In Bratislava wurde die Wiederaufnahme gestern mit stehenden Ovationen gefeiert. Und die Erklärung, die anschließend verlesen wurde, war unmissverständlich. Sie erinnerte an die in der slowakischen Verfassung garantierte Freiheit der Kunst und sprach die angespannte Situation direkt an. Man befinde sich nicht in einem Richtungsstreit zwischen modernen und klassischen oder nationalen oder kosmopolitischen Auffassungen. “Manche Leute stört nur die Tatsache, dass wir ein THEATER sind – ein Ort zum Denken, zum Hinterfragen. Wir sollten aufhören zu zeigen, wer wir sind und wer sie sind.” Die Forderungen nach freien Bedingungen für freies Schaffen und dessen Präsentation, einer Transparenz der Auswahlverfahren und nach Formulierung klarer und nachvollziehbarer Schritte im Ministerium sind natürlich politisch. Sie sollen künftig nach jeder Vorstellung verlesen werden. Am Freitagabend fanden sie deutliche und lautstarke Unterstützung des Publikums.

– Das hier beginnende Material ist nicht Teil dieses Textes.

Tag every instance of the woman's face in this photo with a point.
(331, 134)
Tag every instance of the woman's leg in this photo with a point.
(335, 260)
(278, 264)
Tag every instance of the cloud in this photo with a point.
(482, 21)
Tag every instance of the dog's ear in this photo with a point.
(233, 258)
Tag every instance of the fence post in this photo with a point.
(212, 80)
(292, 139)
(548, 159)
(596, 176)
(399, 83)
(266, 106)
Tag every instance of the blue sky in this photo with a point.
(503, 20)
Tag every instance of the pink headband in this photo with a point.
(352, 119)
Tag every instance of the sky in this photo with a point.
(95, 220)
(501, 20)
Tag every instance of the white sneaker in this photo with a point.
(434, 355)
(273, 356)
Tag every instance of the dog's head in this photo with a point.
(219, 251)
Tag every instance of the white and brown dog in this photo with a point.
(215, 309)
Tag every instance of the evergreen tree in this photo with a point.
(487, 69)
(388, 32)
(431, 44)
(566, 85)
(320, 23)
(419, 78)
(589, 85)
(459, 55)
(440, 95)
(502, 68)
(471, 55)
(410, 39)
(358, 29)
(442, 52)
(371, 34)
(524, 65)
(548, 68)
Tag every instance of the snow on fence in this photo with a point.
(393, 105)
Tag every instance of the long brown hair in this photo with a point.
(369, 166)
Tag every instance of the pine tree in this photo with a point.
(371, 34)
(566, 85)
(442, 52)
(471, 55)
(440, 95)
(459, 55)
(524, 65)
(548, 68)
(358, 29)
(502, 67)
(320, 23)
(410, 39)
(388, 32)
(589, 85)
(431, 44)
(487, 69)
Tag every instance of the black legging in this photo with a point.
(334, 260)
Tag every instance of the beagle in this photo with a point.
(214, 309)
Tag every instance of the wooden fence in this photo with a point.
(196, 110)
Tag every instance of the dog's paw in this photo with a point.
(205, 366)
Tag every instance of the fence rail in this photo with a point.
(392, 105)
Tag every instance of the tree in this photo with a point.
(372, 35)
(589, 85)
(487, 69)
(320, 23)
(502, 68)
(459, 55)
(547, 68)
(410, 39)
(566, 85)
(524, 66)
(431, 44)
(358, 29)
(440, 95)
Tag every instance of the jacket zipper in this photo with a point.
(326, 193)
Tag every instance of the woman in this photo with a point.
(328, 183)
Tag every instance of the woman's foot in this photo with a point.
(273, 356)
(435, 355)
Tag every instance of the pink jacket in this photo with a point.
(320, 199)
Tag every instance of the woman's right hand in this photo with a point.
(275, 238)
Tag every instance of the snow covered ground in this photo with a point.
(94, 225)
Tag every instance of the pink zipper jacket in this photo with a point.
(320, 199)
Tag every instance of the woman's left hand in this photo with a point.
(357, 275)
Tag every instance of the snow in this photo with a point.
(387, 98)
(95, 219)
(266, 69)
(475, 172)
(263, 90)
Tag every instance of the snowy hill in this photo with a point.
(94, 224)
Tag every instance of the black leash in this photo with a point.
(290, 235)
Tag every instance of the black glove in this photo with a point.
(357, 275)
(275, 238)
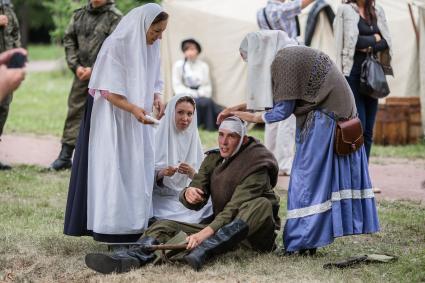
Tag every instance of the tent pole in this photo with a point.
(412, 18)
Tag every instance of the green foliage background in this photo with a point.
(56, 14)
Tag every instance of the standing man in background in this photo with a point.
(89, 27)
(280, 137)
(10, 38)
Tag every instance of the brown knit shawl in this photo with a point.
(252, 158)
(309, 76)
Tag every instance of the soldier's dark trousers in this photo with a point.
(76, 103)
(257, 213)
(4, 111)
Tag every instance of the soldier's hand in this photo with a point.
(196, 239)
(194, 195)
(80, 72)
(140, 115)
(168, 171)
(4, 21)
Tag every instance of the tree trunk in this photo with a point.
(24, 23)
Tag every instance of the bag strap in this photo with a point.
(265, 17)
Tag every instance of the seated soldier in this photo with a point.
(239, 177)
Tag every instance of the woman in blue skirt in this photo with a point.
(329, 195)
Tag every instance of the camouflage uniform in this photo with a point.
(88, 28)
(10, 37)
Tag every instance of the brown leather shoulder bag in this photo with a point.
(348, 136)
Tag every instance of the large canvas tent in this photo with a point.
(220, 26)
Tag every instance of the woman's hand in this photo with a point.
(196, 239)
(168, 171)
(159, 105)
(140, 115)
(228, 112)
(249, 117)
(194, 195)
(186, 169)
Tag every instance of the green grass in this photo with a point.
(40, 105)
(45, 52)
(33, 248)
(405, 151)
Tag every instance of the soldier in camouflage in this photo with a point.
(89, 27)
(10, 37)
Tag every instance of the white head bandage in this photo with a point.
(235, 125)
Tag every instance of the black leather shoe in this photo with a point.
(64, 159)
(123, 260)
(223, 240)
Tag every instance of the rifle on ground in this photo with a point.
(163, 247)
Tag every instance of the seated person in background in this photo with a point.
(239, 177)
(178, 156)
(191, 76)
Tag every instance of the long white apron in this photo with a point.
(120, 171)
(280, 140)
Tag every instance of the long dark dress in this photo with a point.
(76, 206)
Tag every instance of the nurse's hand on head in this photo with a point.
(159, 105)
(140, 115)
(167, 172)
(249, 117)
(194, 195)
(228, 112)
(186, 169)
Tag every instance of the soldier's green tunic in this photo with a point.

Ex-Präsidentin Zuzana Čaputová bedankte sich in der anschließenden Diskussion für die Inszenierung – “und auch dafür, womit sie sich auseinandersetzt, da sie ins Lebendige schneidet”. Keinen Zweifel ließ sie daran, auf welcher Seite sie steht: “Ich danke Ihnen für das, was Sie tun, dass Sie sie sich engagieren, weil ihre Themen universal sind, uns alle betreffen. Und danke auch dafür, dass dies ein freier Raum ist, der diesen Dialog ermöglicht.”